05/14/2004 12:06:07 PM
watching: VH1 - Inside Reality TV Shows
listening to: The TV
mood: Chillin and thinkin bout stuff
Yesterday was a pretty good day. I gotta hang out with Nick. I even saw Josh and stole a pregnancy test for his girlfriend. Josh says the reason why Megan hates me is because she's so jealous of how I live. Her parents are all up in her business and everything. I mean, she can't even own a vibrator for crying out loud. My dad would rather me have a vibrator than a guy. Haha. But I can easily hide things from my parents. Well... I only got Daddy. And his fiancee. But I don't talk to her much. She's awesome though, we just never talk. But I can go out partying, drink, smoke, blaze, have sex, and just be a teenager and come home and clean the appartment and make food and to laundry and sit on the internet and my dad wouldn't know.
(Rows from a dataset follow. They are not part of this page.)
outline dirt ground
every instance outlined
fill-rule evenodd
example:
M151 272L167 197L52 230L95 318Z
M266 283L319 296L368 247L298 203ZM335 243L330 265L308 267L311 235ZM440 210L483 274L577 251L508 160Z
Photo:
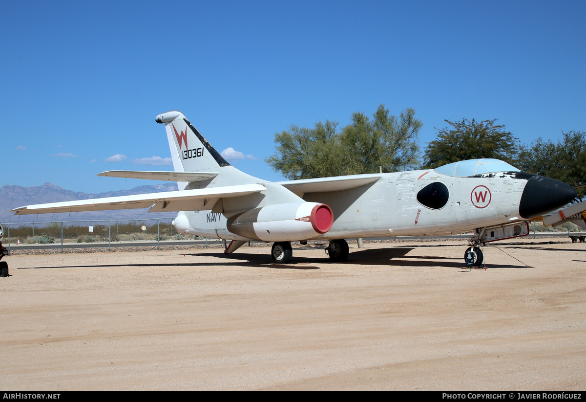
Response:
M4 390L584 390L586 244L15 255Z

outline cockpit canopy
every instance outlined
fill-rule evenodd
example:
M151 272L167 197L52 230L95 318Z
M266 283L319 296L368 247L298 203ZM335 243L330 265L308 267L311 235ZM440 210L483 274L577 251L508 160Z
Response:
M434 171L452 177L469 177L485 173L521 171L500 160L483 158L454 162L437 167Z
Well... My Dad is doubting my sex life. He knows for sure that I've slept with Jeb, but other than that I've been telling him that I'm celibate. But my fucking little sister who lives with my mom, straight sold me out. Told Dad that I've fucked 7 guys. 1st off, it's 6. 2nd, what the hell did she do that for? So I told Rose (My older sister) the real number and even got her to tell Daddy that it was one. God I don't want him to know about my wanton sex life! So as far as he knows... It's still one, but I know he has doubts now.
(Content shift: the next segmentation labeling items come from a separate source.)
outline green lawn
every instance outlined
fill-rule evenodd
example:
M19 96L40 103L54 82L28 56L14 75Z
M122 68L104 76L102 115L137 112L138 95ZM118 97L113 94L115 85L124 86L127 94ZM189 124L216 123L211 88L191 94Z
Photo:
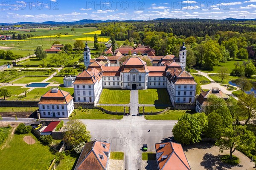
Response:
M47 78L47 77L24 77L12 82L12 83L26 84L32 82L41 82Z
M104 113L97 109L75 109L70 116L70 119L121 119L123 115L113 115Z
M38 107L0 107L0 112L31 112L38 109Z
M53 82L58 84L63 84L63 78L64 77L53 77L50 80L47 81L47 82Z
M104 89L99 102L101 104L128 104L130 90L120 89Z
M142 160L156 160L156 153L151 152L143 152L141 154Z
M237 76L231 76L231 75L227 75L227 77L224 79L223 81L221 82L221 79L220 78L217 74L209 74L208 75L208 76L217 83L225 84L229 84L228 82L230 81L236 80L240 78Z
M56 170L70 170L73 169L76 161L77 158L73 157L75 156L70 155L66 155L64 158L60 161L59 164L57 167Z
M211 81L203 75L195 74L192 74L192 75L194 76L195 79L197 79L197 82L200 82L201 85L208 84L211 83Z
M23 141L28 135L35 140L35 144L29 145ZM54 158L55 152L32 133L14 134L7 145L0 152L1 169L47 170Z
M213 73L218 73L220 69L224 67L228 69L229 73L230 73L232 70L235 68L235 63L238 62L240 64L244 62L247 61L248 60L243 60L241 61L240 59L236 58L235 59L232 59L231 61L228 61L227 63L221 63L220 62L219 65L217 66L213 66L213 70L212 71L207 71L200 70L202 72Z
M123 106L100 106L99 107L105 109L106 110L111 111L112 112L124 112L124 107ZM129 112L129 107L125 107L125 112Z
M166 89L139 90L139 103L148 104L171 104Z
M124 159L124 153L122 152L111 152L110 159Z
M12 128L11 127L0 127L0 146L4 142L5 139L11 133Z
M191 111L170 110L164 113L156 115L145 115L146 120L178 120L178 118L186 112Z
I gotta sleep with Nick again for the second night in a row. We cuddled all night and I woke up in his arms. Well, I've always been able to cuddle with him. Even when we were taken by other people, that's just how we were. We didn't do anything. There were other people in the room, I'm on my period, and I just want to take it slow. I mean it. I don't want to mess anything up. Not only our new relationship as a couple is at stake this time. It's not just... "Oh... Fucked it up with another guy... Oh well, I'll find another one, I always do..." It's more like, I have my friendship with my best friend at stake. I can't mess this up. I just can't. I even made him promise that no matter what happens, we'll still always be best friends. But sometimes even that won't work. I am worried about how we'll end up. That thought scares me 24/7. I guess I just gotta put faith in our relationship and friendship. I woke up to Nick's arms just wrapped around me. He thought I was sleeping and kissed me on the cheek and goes, "I love you babe. With all my heart. I have since the day I met you, I always will." Kissed me again, and layed back down. I didn't move, he thought I was sleeping. Heehee, I wasn't.